As to Part C of the principal opinion, I do not share the suspicion implied in the characterization of Monhollen’s removal from the area of the incidents as a “curious transfer.” Monhollen was transferred because the authorities had received information as to threats against him, which they “definitely” believed. I see nothing in the record that hints at any purpose to defeat or impair a defense effort, before trial, to subject Monhollen to examination under oath. I agree that the accused is entitled to no relief under this assignment of alleged error.
Turning to Part B, it is incomprehensible to me how the government’s compliance *290with the command of Article 54,1 that an authenticated copy of the “record of [trial] be given to the accused” can be turned into error prejudicial to the accused.
United States v. Cruz-Rijos, 1 M.J. 429 (C.M.A.1976), provides no support for the majority’s decision. On the contrary, in order to meet the time limitations imposed by United States v. Goode, 1 M.J. 3 (C.M.A. 1975), this Court enlarged on Article 54 to authorize service of the transcript of trial on the defense counsel, as an alternative to service on the accused, whenever the accused was not within the court-martial command reviewing the record of his conviction. The authorization was not postulated as a command that service upon counsel absolutely replace service upon the accused. I certainly did not understand the opinion to mandate such substitution; it could not do so without violating Article 54.
The accused does not contend he was not served an authenticated copy of the record of trial. The Court-martial Data Sheet (DD Form 494, 1 June 1970), which accompanies the record of the court-martial proceedings, shows the “Yes” column checked by both trial counsel and the staff judge advocate in regard to the question, “Was each accused furnished a copy of the record (para. 82g(l) & 83, A9-2 [MCM 1969)].” Thus, the record demonstrates the accused was served with the transcript of trial. I believe it was then the duty of defense counsel to obtain that record from the accused. For myself, therefore, I reject the notion that defense counsel’s failure to act can be alchemized into government misconduct.2
In any event, I perceive no risk of prejudice to the accused in what happened. At best, defense counsel’s lack of possession of the record relates to the question of the effect of his failure to object to the adequacy of the staff judge advocate’s post-trial advice. United States v. Goode, supra. The record has been available to appellate defense counsel through two appeals to the Court of Military Review. Yet, there has never been any assertion that matter in the record should have been, but was not, brought to the attention of the reviewing authority by the staff judge advocate. There was, however, full ventilation of the factors relating to sentence. The actions by this Court and the Court of Military Review have now removed any possibility of prejudice from an inadequate review. I, therefore, see no useful purpose in providing another opportunity to trial defense counsel to comment on the staff judge advocate’s review.
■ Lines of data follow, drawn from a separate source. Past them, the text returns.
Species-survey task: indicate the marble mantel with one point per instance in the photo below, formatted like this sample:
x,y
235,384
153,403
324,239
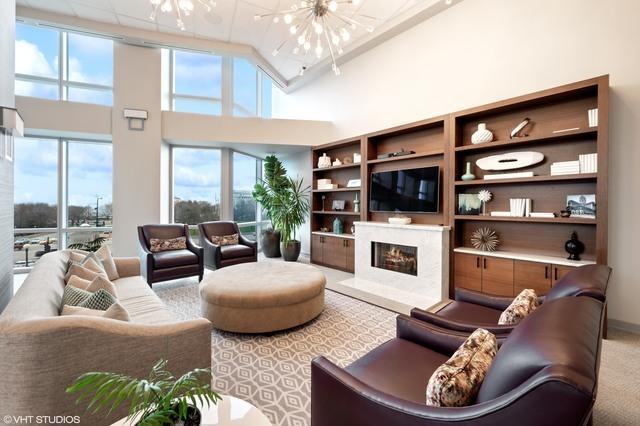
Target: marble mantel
x,y
395,290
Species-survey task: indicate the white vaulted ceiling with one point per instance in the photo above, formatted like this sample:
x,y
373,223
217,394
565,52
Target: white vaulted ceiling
x,y
233,21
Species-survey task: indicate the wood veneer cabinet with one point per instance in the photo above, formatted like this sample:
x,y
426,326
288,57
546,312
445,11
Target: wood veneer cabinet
x,y
334,252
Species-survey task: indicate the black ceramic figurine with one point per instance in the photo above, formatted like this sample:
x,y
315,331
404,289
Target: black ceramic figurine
x,y
574,247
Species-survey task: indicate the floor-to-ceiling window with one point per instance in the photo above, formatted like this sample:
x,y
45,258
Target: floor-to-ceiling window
x,y
63,65
62,195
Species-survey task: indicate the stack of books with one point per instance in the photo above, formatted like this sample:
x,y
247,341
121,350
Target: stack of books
x,y
565,168
588,163
520,207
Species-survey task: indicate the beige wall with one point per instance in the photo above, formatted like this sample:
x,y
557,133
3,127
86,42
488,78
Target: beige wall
x,y
481,51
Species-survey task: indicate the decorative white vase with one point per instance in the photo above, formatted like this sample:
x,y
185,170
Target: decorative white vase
x,y
481,135
324,161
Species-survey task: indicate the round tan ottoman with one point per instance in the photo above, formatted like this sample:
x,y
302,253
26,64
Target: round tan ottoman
x,y
262,297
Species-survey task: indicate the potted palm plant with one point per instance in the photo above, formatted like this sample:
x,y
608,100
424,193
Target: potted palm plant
x,y
265,193
158,400
291,208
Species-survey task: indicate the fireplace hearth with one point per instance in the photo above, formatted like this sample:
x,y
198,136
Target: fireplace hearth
x,y
395,257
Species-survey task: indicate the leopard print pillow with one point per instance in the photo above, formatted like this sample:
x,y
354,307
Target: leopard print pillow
x,y
457,382
158,244
225,240
523,305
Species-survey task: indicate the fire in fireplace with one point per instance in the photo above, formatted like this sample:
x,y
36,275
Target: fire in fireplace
x,y
395,257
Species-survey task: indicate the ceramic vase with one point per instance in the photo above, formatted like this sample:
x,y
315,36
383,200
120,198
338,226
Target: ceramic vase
x,y
468,175
482,135
324,161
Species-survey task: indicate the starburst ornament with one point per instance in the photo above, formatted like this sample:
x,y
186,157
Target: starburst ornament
x,y
318,26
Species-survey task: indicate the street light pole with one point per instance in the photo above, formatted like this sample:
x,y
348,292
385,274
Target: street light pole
x,y
98,198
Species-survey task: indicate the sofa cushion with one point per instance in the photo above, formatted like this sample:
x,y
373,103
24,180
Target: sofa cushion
x,y
115,311
525,303
93,286
225,240
382,370
172,258
157,245
101,299
457,382
109,265
235,250
470,313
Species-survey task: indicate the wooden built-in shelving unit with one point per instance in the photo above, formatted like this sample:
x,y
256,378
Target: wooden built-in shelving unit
x,y
559,129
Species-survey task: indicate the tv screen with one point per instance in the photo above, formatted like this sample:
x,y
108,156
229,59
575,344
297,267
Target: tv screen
x,y
410,191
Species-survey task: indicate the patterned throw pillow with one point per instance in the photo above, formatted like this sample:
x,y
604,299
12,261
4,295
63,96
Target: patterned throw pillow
x,y
100,300
457,382
523,305
225,240
158,244
109,265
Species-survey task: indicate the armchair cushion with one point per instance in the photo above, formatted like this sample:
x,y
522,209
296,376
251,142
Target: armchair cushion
x,y
173,258
457,382
525,303
235,250
225,240
399,368
157,245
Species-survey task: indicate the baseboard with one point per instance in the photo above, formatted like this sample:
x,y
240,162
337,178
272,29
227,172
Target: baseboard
x,y
624,326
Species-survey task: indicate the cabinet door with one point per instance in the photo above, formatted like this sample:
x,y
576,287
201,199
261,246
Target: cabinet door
x,y
497,276
533,275
467,271
559,272
334,252
351,254
316,248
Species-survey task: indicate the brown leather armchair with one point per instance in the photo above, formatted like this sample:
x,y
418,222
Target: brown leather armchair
x,y
172,264
215,256
472,310
543,374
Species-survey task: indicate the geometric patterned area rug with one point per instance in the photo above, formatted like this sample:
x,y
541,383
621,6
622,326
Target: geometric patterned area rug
x,y
273,371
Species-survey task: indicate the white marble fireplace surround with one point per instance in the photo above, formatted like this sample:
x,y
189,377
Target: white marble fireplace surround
x,y
394,290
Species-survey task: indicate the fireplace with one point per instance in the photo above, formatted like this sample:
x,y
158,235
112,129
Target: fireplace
x,y
395,257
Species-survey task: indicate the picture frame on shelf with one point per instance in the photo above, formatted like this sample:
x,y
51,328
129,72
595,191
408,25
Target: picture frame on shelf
x,y
469,205
582,205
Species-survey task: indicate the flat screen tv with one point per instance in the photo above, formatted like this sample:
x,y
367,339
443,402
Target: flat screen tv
x,y
405,191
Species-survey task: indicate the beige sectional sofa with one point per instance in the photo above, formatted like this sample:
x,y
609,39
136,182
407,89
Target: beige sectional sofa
x,y
41,352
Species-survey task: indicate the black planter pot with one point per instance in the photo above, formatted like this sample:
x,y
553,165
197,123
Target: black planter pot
x,y
270,241
290,251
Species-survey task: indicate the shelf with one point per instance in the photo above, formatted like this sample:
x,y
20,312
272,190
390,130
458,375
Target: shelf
x,y
344,166
331,234
531,257
591,131
336,213
408,156
337,190
535,179
560,220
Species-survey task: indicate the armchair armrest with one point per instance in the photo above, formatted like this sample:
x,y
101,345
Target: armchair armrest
x,y
127,266
493,302
454,325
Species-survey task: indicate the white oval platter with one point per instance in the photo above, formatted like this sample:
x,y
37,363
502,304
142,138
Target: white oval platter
x,y
510,160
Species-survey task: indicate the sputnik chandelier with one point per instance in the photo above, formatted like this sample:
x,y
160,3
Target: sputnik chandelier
x,y
318,25
179,7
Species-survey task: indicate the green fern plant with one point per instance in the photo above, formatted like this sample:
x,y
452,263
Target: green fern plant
x,y
158,400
I would affirm the decision of the United States Air Force Court of Military Review.
. Uniform Code of Military Justice, 10 U.S.C. § 854.
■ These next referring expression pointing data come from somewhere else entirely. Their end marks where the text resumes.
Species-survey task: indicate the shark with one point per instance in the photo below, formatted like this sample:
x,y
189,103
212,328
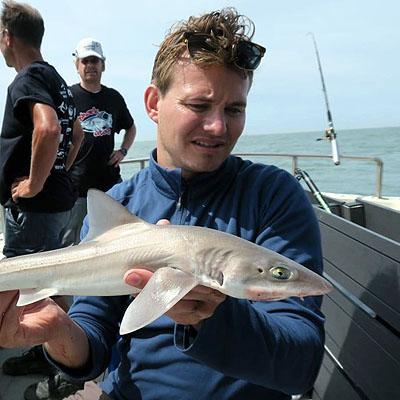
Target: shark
x,y
180,256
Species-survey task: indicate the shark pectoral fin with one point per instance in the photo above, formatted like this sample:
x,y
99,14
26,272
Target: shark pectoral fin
x,y
165,288
28,296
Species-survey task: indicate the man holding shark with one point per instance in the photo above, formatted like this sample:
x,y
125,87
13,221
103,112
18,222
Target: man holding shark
x,y
208,346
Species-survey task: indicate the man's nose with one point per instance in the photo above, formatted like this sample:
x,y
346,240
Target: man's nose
x,y
215,122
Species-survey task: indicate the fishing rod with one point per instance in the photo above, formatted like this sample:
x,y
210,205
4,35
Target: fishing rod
x,y
330,133
299,174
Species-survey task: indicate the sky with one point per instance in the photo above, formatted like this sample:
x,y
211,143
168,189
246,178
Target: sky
x,y
358,42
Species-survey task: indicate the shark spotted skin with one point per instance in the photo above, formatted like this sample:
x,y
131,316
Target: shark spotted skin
x,y
181,258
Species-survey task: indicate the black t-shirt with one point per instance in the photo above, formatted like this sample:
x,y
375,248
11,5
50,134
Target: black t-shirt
x,y
40,83
101,115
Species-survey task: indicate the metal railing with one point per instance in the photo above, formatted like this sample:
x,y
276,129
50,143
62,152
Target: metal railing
x,y
295,158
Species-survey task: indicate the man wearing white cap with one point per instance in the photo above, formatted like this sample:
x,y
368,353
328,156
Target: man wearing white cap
x,y
102,112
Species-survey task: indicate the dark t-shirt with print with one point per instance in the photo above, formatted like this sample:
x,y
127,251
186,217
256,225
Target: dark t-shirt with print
x,y
39,83
101,115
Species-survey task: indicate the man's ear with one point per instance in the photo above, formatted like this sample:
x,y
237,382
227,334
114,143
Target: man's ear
x,y
152,97
9,38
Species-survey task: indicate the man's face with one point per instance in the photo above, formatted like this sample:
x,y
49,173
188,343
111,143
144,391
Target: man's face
x,y
90,69
200,118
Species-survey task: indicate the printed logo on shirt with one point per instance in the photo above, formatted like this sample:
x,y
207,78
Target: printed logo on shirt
x,y
96,122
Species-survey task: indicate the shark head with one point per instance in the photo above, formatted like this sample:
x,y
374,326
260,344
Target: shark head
x,y
261,274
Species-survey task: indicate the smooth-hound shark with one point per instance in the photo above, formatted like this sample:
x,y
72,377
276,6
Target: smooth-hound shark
x,y
181,258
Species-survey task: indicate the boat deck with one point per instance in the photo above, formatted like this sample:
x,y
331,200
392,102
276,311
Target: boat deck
x,y
13,387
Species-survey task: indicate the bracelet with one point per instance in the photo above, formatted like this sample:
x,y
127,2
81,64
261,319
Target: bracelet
x,y
123,151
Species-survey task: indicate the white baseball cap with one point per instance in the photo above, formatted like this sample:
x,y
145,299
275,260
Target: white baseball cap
x,y
89,47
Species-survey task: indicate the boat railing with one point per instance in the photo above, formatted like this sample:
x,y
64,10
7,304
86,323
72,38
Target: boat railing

. A message, dated February 7, 1977, from defense counsel to the staff judge advocate of the 22nd Air Force, the reviewing authority whose action is in issue on this appeal, contains a representation that counsel had “not been provided a copy of the record of trial.” However, a writing titled “Memorandum for Record of Trial— UNITED STATES V. CRUZ, JOSE J.” signed by the general officer who was the staff judge advocate of the Strategic Air Command at the time that command had the accused’s case for review, indicates that a copy of the record of trial was forwarded to defense counsel on August 6, 1976, and that “we have been advised that the copy of the record was received 16 August 1976.” The difference between the two documents and the admission of defense counsel, in the message sent to the 22nd Air Force, and his “memory [of the case] had faded” raises the distinct possibility that defense counsel had simply forgotten that he had received the record of trial at some time, although that may have been after the convening authority had completed his review.